Hope on Minimum-Wage Horizon
Serious state and federal efforts under way to pass legislation that would raise minimum wage, stuck more than nine years at a pathetic $5.15 an hour
Don't break out the caviar and champagne just yet, but serious efforts are under way at both the state and federal level to pass legislation that would raise the minimum wage, stuck for more than nine years at a pathetic $5.15 an hour.
In early January, the U.S. House passed a bill to raise it by $2.10 an hour, and speculation is that the Senate will pass its own version of the legislation any day now. Over at the state Capitol, several Texas lawmakers have filed minimum-wage-related bills most notably Houston Democrats Rodney Ellis (SB 95) and Senfronia Thompson (HB 451), who have filed identical companion bills that include a provision for adjusting the minimum wage for inflation to prevent its value from eroding. The minimum wage is at a 60-year low compared to the pay of other workers, and the millions of U.S. workers earning that minimum $5.15 an hour have the lowest purchasing power they've had in 50 years.
Despite previous failures on the part of both U.S. congressmen and Texas legislators, policy-watchers are optimistic that politicians will actually get the job done this time. Jared Bernstein, author of All Together Now: Common Sense for a Fair Economy and a senior economist with the Economic Policy Institute, a D.C.-based think tank that focuses primarily on labor issues, said he is confident federal minimum-wage legislation will pass. "There's gonna be an increase," he said, noting that it's more a matter of wrangling with the country's notoriously complicated tax code at this point than a matter of dealing with labor law and political nuances because Senate Republicans want to tie tax breaks for small businesses to any bill dealing with a wage raise. As a result, we'll likely see "a not-so-clean bill in the Senate," he said. "[N]ot so clean" because, as Bernstein pointed out extensively in Senate Committee on Finance testimony in early January, the wage raise lawmakers are proposing is far too modest to justify awarding business tax breaks. "Since the minimum wage is not indexed for inflation, it fades over time as a cost to business. For example, the value of the last federal minimum-wage increase has been fully eroded by inflation and no longer constitutes an increased business cost," he testified. "Yet the tax cuts that were passed in 1996, allegedly to offset the cost of this eroded increase, remain in place. In fact, several have been expanded. [B]usinesses, both small and large, have been much more than compensated for any labor-cost increases associated with a minimum-wage increase, past and future."

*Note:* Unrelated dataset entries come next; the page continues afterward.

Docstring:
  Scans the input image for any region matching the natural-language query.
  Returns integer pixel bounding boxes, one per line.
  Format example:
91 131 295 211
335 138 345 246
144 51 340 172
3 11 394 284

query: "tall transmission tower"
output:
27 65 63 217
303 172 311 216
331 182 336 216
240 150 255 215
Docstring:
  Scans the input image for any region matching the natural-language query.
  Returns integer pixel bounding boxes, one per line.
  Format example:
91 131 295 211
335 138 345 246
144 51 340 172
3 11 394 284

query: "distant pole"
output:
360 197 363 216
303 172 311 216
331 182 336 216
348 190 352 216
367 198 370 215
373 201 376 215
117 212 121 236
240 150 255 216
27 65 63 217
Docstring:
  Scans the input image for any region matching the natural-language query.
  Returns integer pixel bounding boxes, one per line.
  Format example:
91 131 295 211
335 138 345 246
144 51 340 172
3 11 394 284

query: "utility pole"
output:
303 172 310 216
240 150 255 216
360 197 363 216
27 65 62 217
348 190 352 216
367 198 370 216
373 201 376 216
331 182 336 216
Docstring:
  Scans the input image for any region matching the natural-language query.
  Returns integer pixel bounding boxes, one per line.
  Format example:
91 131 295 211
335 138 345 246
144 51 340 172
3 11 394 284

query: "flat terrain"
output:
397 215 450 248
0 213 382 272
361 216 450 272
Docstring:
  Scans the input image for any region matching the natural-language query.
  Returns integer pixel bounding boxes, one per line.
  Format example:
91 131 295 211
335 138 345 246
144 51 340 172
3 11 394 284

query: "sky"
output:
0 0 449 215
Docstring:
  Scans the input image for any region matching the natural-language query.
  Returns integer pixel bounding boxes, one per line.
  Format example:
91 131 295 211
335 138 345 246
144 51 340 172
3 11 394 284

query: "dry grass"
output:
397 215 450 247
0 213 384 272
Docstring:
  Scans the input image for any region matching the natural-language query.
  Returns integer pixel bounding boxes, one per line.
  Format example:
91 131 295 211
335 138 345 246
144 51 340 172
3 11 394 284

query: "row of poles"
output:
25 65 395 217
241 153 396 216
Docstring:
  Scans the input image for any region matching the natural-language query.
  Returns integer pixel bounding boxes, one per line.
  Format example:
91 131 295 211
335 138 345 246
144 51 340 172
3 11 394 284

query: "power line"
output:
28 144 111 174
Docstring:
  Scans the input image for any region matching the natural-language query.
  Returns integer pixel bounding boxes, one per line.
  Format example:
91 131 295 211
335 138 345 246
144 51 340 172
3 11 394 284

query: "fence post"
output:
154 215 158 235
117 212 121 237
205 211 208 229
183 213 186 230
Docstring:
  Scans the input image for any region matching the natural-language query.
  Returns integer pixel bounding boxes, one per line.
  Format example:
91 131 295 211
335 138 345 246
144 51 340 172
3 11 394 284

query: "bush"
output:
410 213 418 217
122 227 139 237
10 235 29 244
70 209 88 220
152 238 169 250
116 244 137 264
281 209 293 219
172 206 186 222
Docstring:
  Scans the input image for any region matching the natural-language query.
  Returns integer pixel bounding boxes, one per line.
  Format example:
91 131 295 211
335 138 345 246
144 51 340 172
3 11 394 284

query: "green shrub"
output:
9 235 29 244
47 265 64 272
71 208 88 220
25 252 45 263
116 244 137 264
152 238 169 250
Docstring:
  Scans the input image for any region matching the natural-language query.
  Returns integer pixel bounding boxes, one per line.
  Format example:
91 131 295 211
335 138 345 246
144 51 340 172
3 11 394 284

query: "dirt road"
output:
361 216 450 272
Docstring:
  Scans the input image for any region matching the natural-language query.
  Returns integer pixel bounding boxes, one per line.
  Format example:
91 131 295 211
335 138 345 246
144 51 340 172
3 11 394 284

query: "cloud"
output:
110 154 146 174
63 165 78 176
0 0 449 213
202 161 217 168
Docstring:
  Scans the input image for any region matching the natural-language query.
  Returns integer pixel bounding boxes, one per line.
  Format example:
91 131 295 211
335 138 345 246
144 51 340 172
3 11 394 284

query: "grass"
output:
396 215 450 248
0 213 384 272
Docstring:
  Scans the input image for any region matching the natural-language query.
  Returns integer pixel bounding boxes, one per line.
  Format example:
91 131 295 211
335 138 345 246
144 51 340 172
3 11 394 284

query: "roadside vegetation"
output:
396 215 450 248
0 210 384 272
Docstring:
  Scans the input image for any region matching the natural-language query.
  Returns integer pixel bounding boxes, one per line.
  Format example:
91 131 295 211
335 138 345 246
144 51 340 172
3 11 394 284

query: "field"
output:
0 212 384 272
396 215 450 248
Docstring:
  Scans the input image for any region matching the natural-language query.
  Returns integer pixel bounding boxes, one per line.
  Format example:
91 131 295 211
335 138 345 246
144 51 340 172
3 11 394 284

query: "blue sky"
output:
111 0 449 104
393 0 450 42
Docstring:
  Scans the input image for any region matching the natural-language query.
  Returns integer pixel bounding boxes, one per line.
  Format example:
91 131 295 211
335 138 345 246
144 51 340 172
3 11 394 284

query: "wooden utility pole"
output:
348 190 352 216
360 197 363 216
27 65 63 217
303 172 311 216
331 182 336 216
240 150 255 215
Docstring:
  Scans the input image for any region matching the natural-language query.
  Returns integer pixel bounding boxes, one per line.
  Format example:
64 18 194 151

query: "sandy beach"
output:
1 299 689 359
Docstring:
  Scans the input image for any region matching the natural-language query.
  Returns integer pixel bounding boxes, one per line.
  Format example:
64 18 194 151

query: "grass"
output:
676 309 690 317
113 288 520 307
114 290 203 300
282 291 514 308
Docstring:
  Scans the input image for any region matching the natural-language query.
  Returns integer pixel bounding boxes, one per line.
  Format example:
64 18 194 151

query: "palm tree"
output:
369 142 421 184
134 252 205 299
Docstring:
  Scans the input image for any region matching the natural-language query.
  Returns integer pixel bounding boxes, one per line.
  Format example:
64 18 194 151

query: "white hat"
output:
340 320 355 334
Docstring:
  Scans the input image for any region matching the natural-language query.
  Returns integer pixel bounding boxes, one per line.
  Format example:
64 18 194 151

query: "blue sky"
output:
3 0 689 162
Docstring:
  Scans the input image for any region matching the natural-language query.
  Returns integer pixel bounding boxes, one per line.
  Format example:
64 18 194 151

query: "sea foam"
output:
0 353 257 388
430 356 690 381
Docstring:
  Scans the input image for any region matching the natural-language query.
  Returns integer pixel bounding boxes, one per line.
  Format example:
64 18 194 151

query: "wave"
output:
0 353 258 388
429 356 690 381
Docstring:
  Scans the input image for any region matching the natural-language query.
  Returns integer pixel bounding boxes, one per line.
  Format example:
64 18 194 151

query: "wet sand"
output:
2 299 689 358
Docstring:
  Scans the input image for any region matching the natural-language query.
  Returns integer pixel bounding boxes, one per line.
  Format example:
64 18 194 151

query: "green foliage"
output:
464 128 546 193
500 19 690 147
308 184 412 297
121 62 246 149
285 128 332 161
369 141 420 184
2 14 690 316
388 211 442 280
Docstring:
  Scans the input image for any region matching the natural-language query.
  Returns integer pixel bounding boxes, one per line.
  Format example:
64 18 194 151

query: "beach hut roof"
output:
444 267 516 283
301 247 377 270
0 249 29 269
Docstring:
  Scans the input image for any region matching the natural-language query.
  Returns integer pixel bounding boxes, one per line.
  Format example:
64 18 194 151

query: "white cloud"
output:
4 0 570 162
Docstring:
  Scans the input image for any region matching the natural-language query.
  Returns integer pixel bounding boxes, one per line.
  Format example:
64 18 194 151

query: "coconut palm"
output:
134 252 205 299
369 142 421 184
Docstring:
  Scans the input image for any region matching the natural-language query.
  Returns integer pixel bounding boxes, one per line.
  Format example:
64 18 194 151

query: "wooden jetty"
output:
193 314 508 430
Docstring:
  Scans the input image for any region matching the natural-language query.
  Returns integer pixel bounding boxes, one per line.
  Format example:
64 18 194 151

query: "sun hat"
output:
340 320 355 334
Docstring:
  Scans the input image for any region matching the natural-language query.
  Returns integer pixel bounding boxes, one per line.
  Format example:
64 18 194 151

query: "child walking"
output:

If Ellis and Thompson get their way, Texas won't be beholden to the wage whims of Capitol Hill. In addition to raising the state minimum wage to $6.15 an hour by September 2007 and to $7.15 by September 2008, their legislation the only minimum-wage-related companion bills filed so far calls for tying the state's minimum to the U.S. Department of Labor's consumer price index for urban wage earners and clerical workers beginning in October 2008. This indexing provision would basically make the federal minimum wage irrelevant to Texas because the state's minimum would rise with the consumer price index, completely independent of the national minimum. As Ellis put it, "We won't have to wait" on Congress.
As good as Ellis and Thompson's legislative idea is, don't get the impression it's innovative 29 states have already approved minimum-wage increases, 10 of which are adjusted to inflation. "As a state, we just normally ignore those persons in the middle and below the middle," Thompson said. "We've been so focused on business so long we are shifting all the responsibilities on to the public. If people were able to earn a decent living, they would be able to pull themselves out of the ruts that they [are] in."